Sebagian besar adalah benda-benda biasa, potongan-potongan teknologi acak yang menurut peneliti menarik tentang budaya manusia, serta beberapa barang umum yang digunakan sehari-hari. Max merasa bahwa koleksi ini seharusnya menjadi semacam pameran “Sehari dalam Kehidupan”, tetapi ternyata cukup mencerahkan untuk melihat bagaimana mereka memecahkan berbagai masalah teknik di masa lalu, meskipun teknologi mereka sangat berbeda dengan apa yang biasa dia gunakan dalam kehidupan ini.
Semakin banyak yang dilihatnya, semakin banyak kenangan tersembunyi dari kehidupan masa lalunya yang muncul, yang membantunya memahami teknologi kuno yang dikenalnya, tetapi dia juga dengan cepat menyadari bahwa para Darkling tidak memiliki pengertian tentang waktu.
Beberapa dari benda-benda yang mereka kelompokkan bersama itu memiliki perbedaan perkembangan dan penggunaan puluhan ribu tahun. Mereka praktis tidak memiliki kesamaan sama sekali, bahkan sumber daya listrik yang menyuplai daya ke benda-benda itu pun tidak kompatibel. Manusia berevolusi dan beradaptasi terlalu cepat sehingga pencatatan data oleh Darklings tidak mampu mengurutkannya.
Namun, niat baiklah yang terpenting, dan setelah mereka menyelesaikan masalah yang lebih mendesak, Max pasti akan kembali ke kumpulan data besar ini untuk mencoba mengadaptasi lebih banyak hal baik darinya ke jajaran pemain mereka saat ini.
“Apakah kau menemukan sesuatu yang bagus?” Max memanggil Nico setelah memutuskan bahwa data tersebut bisa menunggu nanti.
“Ada beberapa hal, tetapi tidak ada yang benar-benar revolusioner. Terlalu banyak untuk dibahas semuanya sekaligus, dan tidak diurutkan secara logis. Mereka menomorinya berdasarkan urutan kedatangan di fasilitas mereka, setelah fasilitas sebelumnya dinonaktifkan.”
Para peneliti tampak seperti akan menangis mendengar berita itu.
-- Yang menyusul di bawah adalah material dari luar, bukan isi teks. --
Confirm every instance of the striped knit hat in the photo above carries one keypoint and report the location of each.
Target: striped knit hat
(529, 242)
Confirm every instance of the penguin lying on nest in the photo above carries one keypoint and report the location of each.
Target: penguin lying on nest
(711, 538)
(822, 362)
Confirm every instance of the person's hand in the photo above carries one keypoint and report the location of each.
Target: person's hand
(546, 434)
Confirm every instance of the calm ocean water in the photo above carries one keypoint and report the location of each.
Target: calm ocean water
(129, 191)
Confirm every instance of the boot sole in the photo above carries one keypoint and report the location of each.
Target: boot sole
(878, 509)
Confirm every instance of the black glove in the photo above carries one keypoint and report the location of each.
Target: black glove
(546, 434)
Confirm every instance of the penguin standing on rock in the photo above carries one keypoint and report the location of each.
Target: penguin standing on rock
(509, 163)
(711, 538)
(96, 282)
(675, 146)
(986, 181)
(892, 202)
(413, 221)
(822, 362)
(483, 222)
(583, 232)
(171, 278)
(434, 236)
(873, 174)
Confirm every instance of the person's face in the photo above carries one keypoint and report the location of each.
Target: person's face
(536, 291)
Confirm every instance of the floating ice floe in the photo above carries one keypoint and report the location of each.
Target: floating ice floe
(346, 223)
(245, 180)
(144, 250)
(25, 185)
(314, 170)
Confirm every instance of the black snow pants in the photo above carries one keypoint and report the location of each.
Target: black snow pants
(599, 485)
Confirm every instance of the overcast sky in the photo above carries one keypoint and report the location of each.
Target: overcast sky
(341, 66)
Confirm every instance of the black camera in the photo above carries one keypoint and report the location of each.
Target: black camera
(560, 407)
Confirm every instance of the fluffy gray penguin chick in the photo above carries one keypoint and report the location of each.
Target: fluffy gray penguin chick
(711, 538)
Mereka sangat serius dalam hal pencatatan data, dan sekadar memikirkan untuk mengorganisir data acak berdasarkan urutan kedatangan paket data adalah sesuatu yang hampir seperti penghujatan di mata mereka.
“Jangan khawatir, kami akan mengizinkan kalian memperbaiki catatan-catatan itu saat kalian punya waktu luang. Pilih saja metode pengorganisasian sebelum kalian mulai,” Max meyakinkan mereka.
“Terima kasih? Maksud saya, ya, kami benar-benar tidak ingin data itu tetap seperti itu, tetapi bisakah kami menawarkan orang lain untuk melakukannya?” Salah seorang dari suku Innu menjawab.
“Ya, seperti salah satu pemain Giants.” Yang lain setuju.
Max terkekeh dan tersenyum kepada mereka.
“Jika Anda bisa membujuk seseorang untuk melakukannya, silakan saja.”